We may be early in the process of shaping a robust social R&D ecosystem, but the time to start is now. There is no single formula for doing this. But we have observed that our embryonic R&D ecosystem benefits when those of us involved let it flow from the bottom up, appreciate multiple ways of knowing and doing, connect people to pursue mutual gain, build tribes of trust, create informal feedback loops, and celebrate role models and peer learning. We are learning that there is a necessary interplay between “hard” and “soft” assets within ecosystems. Hard assets in include people (including practitioners, grantmakers, academics, and end users), infrastructure (technology, equipment, financial capital, data, and physical space), policy (incentives, regulation, services, and matching funding), and skills and competencies (the theory, tools, and “street craft” of design, experimentation, and delivery). Soft assets include feedback and efficacy, motivation, recognition, norms and values, voice, and a sense of belonging.

We are also beginning to see three types of R&D clusters emerging: issue-based, craft-based, and policy-based.

Issue-based clusters pursue shared research and experiments to transform interventions in a specific domain, such as social services. These include Grounded Space, a cross-organizational R&D function focused on the social services sector. Grounded Space is itself an experiment, led by social design agency InWithForward. Frustrated with how hard it can be to implement ideas, Grounded Space recognizes that moving from problems to ideas to scaled innovations requires permanent infrastructure.
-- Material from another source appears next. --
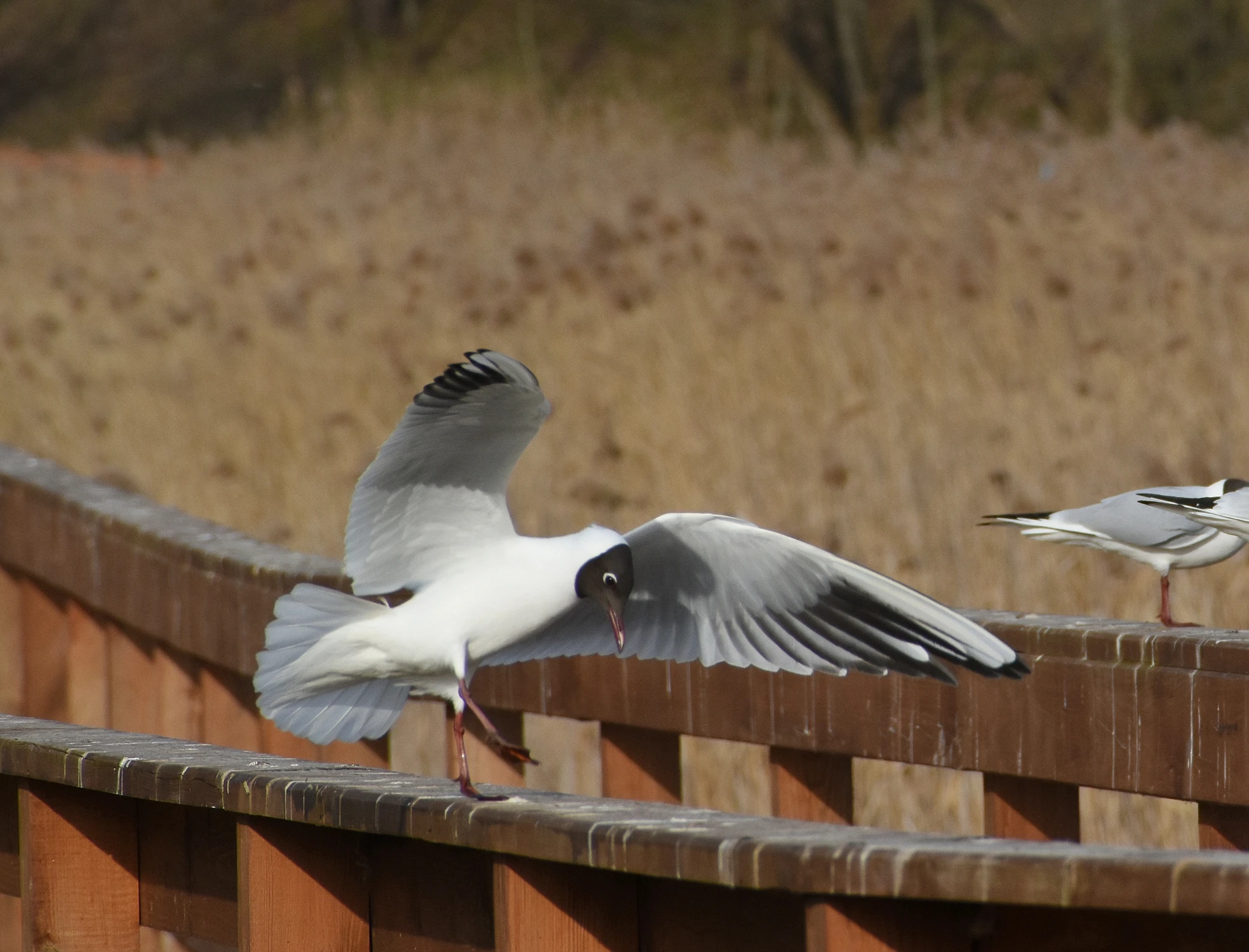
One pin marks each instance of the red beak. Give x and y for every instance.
(617, 628)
Instead of relying on one-off grants, other organizations are pooling resources and sharing in the talent, data, and routines required to both develop and deeply embed new models and practices.
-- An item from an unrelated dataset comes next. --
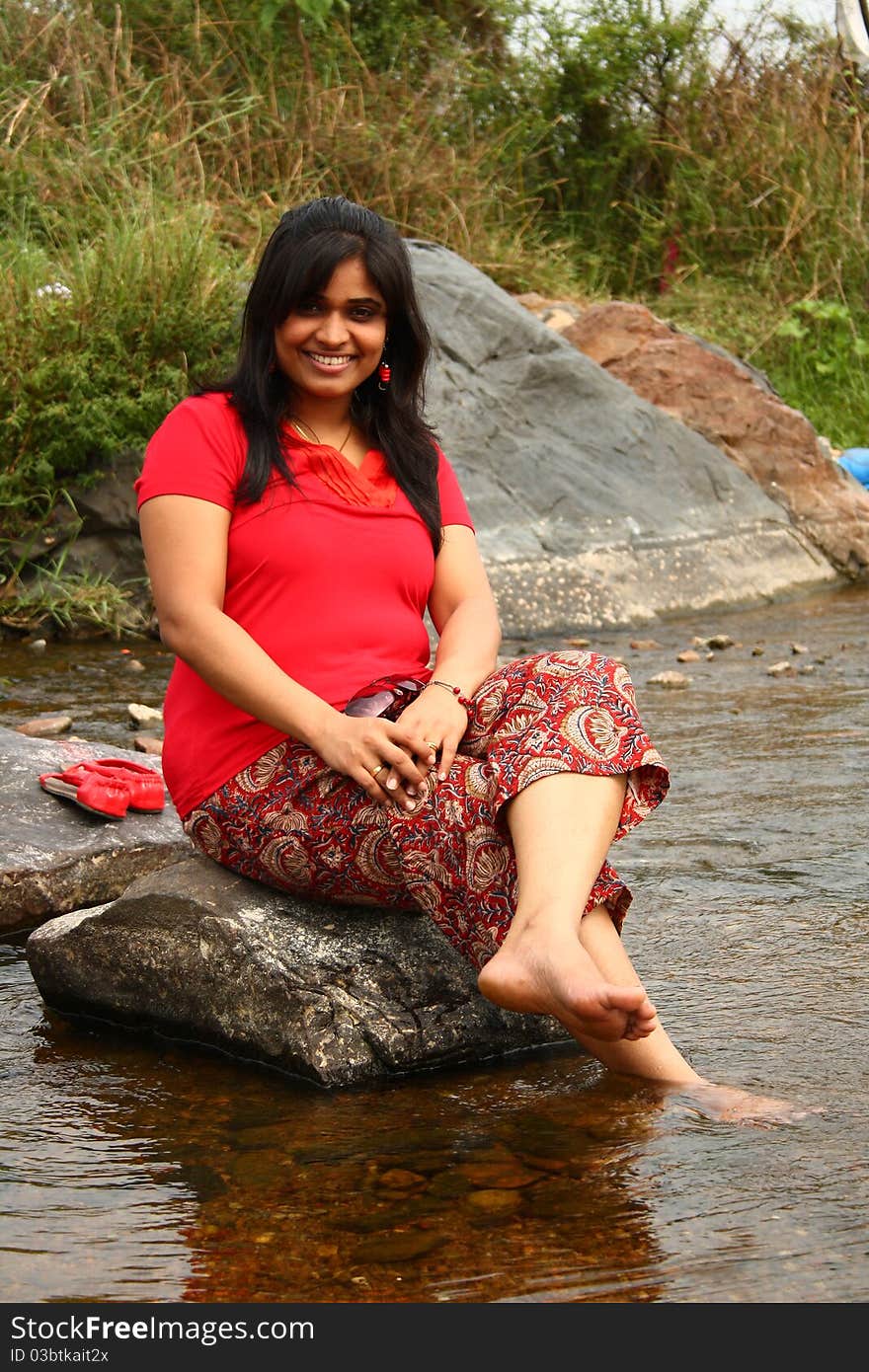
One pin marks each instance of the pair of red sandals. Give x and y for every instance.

Craft-based clusters focus on strengthening the competencies and tools of R&D in social contexts. Labwise, a pan-Canadian network of practice, is one such cluster. It focuses on improving social innovation lab processes to help practitioners build capacity, integrate collaborative research, prototype solutions, embed continuous evaluation and learning in their work, and hone action-planning processes across traditional boundaries. Innoweave is an online learning platform for Canadian nonprofits and charities to learn about topics such as experimentation, developmental evaluation, collective impact, social innovation labs, and cloud computing.

Policy clusters, generally nested inside government or on the edge of government, have mandates around policy research, experimentation, and innovation. The Alberta CoLab, for example, is a research, design, and development team with the province of Alberta’s Department of Energy. MaRS Solutions Lab works outside government but supports policy development for all levels of Canadian government and specializes in innovation for cross-sector challenges that transcend the government, corporate, academic, and nonprofit sectors.

Ultimately, we imagine a Canadian ecosystem of connected changemakers learning from peers and generating social innovation, with a supporting evidence base in multiple domains, from hunger to gender equality to literacy. There are many pathways to scale and spread social innovations from the frontline to change organizational routines, government regulations, and social behavior. The cumulative impact of community organizations is greater than the sum of their parts. The first bold step we must take is to more systematically and intentionally grow a thriving R&D culture, capacity, and practice in Canada’s social impact sector that respects all three dimensions outlined above: a connection to people, a connection to systemic change, and a connection to an enabling ecosystem.